The release candidates:
https://dist.apache.org/repos/dist/dev/incubator/answer/{release-version}/

Release notes:
https://github.com/apache/incubator-answer/releases/tag/{release-version}

Git tag for the release:
https://github.com/apache/incubator-answer/releases/tag/{release-version}

Git commit id for the release:
https://github.com/apache/incubator-answer/commit/{id}

Keys to verify the Release Candidate:
https://dist.apache.org/repos/dist/dev/incubator/answer/KEYS

The vote will be open for at least 72 hours or until the necessary number of votes are reached.

Please vote accordingly:

[ ] +1 approve
[ ] +0 no opinion
[ ] -1 disapprove with the reason

Checklist for reference:

[ ] Download links are valid.
[ ] Checksums and PGP signatures are valid.
[ ] Source code distributions have correct names matching the current release.
[ ] LICENSE and NOTICE files are correct for each Answer repo.
[ ] All files have license headers if necessary.
[ ] No unlicensed compiled archives bundled in source archive.

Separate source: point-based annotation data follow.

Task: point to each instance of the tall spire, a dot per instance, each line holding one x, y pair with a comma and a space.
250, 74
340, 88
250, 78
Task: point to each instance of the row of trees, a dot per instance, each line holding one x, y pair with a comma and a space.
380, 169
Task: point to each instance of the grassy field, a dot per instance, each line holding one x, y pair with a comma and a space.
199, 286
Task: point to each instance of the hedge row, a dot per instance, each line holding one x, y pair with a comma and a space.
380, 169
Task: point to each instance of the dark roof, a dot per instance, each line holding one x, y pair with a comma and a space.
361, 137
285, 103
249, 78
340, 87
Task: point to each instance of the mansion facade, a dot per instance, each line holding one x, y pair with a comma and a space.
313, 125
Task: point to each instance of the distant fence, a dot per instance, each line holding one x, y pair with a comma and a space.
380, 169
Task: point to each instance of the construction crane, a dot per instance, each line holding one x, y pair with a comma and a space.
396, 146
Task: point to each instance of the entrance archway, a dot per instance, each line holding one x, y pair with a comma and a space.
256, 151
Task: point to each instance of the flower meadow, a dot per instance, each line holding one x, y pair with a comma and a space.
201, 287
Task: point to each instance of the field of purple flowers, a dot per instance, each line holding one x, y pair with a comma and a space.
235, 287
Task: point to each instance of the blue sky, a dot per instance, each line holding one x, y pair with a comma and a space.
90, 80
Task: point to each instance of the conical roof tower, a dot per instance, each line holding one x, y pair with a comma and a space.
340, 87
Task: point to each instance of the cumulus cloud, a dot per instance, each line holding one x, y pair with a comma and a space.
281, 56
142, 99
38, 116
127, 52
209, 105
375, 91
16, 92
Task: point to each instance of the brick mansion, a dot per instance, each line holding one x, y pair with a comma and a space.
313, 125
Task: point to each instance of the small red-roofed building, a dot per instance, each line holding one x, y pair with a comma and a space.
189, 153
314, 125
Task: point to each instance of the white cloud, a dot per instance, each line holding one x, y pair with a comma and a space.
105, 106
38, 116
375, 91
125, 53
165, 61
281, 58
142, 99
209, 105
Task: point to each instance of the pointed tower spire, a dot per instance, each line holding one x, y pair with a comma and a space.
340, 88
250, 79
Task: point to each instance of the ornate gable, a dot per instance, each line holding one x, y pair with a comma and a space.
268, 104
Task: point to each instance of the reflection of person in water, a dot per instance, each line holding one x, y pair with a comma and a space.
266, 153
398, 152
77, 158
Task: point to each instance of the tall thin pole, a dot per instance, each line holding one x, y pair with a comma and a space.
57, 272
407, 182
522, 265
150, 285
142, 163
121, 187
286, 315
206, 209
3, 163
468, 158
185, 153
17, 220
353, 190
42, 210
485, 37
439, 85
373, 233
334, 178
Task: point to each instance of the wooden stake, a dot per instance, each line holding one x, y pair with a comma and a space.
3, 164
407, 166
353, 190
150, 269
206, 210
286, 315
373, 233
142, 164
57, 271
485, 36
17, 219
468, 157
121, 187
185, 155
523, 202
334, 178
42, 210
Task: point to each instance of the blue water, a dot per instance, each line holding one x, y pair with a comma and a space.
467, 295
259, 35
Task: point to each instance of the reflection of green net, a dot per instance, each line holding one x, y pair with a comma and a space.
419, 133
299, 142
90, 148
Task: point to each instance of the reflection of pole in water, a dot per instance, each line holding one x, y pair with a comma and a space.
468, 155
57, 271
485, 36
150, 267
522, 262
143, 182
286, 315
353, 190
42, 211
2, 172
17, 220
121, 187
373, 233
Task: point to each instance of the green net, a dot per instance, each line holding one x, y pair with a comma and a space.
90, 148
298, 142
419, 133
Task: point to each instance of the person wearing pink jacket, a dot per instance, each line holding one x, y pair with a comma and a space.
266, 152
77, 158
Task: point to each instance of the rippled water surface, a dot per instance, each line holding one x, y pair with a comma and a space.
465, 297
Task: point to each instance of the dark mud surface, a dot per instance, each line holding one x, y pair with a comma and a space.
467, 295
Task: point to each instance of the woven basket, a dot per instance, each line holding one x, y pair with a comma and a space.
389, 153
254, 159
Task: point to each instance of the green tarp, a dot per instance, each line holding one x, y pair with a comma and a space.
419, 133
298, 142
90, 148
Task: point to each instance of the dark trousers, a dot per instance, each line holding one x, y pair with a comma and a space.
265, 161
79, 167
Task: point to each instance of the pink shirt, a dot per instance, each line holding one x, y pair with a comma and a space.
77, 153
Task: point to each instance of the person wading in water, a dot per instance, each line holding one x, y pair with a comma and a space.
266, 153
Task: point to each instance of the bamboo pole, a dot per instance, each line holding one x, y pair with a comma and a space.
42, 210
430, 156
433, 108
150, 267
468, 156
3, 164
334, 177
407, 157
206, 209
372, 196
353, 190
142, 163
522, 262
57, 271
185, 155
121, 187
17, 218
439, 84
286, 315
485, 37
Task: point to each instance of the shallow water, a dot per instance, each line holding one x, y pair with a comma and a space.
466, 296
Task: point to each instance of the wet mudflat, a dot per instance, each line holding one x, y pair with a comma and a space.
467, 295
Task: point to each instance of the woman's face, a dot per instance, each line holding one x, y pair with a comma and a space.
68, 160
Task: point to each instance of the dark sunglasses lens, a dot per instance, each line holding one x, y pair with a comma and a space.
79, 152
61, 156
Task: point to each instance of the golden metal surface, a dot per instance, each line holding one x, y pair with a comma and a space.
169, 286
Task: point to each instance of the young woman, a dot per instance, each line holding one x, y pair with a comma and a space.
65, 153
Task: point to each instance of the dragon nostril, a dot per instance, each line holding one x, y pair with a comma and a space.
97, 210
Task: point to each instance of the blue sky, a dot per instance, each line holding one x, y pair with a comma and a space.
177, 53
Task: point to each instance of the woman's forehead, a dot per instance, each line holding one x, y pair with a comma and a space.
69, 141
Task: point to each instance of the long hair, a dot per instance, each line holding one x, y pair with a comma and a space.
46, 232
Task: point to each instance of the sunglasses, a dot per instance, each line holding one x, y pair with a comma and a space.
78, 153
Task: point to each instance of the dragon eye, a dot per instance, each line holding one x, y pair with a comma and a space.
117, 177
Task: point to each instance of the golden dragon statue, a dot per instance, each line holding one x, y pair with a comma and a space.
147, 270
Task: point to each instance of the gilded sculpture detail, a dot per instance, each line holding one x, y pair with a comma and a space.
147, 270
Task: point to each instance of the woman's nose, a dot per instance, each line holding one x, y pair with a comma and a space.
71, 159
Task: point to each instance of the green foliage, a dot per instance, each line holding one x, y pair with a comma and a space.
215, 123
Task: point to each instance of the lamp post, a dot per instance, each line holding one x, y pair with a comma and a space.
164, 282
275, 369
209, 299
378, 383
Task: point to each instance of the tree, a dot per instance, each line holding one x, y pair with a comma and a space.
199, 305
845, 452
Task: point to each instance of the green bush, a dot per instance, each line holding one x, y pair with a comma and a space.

To compile from the source, please refer to:

https://github.com/apache/incubator-answer#building-from-source

Thanks,
<YOUR NAME>

Note

RC Tag

When you want to release a new version, you need to create a new RC tag in the git repository firstly. The tag name should be v{release-version}-rc{rc-version}. This has the advantage of avoiding tag deletion.

For example, if you want to release version 1.2.0, you need to create a tag named v1.2.0-RC1. RC means Release Candidate. After the release vote is passed, you need to create a new tag named v1.2.0 based on the RC tag. However, if the vote is not passed, you can fix the problems and create a new RC tag such as v1.2.0-RC2 and start a new vote.